Pride of the Fleurieu’ Cabernet Sauvignon, 2011

It seems throughout the tasting of these wines, the words ‘intense’ and ‘concentrated’  crops up a lot. They certainly do like to pack a punch with these wines and this was no exception. This wine was ‘intense and tart’ was how I referred to it whilst tasting. Blackcurrant’s and pencil shavings on the nose, some cassis and blackcurrant on the palate, but the acidity and tannins were sharp. It was, after all, a cool year, but it all felt a little coarse. I couldn’t say at present, whether time that would undoubtedly soften this acidity and tannin as they learnt to to integrate with its fruit would be as kind to its fruit. There is always a danger with making  wine like this that the fruit flavours give way before the other elements of this wine have time to integrate. 

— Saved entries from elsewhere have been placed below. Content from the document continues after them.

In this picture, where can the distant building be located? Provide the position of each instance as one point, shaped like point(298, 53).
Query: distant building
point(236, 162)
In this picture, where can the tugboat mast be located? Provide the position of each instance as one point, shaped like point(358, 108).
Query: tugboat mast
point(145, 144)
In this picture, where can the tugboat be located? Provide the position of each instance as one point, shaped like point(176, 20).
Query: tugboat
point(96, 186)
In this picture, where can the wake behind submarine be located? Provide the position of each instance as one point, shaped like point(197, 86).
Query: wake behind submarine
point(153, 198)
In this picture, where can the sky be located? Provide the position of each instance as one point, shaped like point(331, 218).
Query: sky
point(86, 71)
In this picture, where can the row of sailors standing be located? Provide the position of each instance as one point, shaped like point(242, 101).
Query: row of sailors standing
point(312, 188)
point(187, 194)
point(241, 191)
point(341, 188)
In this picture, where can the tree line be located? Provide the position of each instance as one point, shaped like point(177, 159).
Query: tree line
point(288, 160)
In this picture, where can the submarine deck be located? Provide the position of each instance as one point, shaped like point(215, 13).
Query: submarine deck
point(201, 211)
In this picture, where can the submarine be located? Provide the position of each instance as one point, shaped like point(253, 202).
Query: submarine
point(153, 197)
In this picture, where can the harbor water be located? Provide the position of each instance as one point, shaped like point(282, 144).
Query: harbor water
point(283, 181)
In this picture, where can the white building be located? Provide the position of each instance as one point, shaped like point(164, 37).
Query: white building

‘Legacy of the Barossa’ 30 year old Pedro Ximenez

Now, Ive been a big fan of this wine since I was introduced to it about 18 months ago. We use it alot on our dessert menu. Its not to everyone’s liking, granted, but in the room, the feeling was unanimous. It was a great little wine. Aged solaria style in barriques and blended to a Non Vintage wine, it shows some great complexity. Elena has made this very well and her wine making skills are shown off to its advantage by having the foresight to produce this. Its offers masses of tropical fruit, dried sultanas, with macadamia and hazelnuts. It has an almost bruising acidity on first taste, but this allows the wine to retain its remarkable flavours. It finishes almost like a Tawny port on the finish, with creamy praline. Lovely to be trying this again.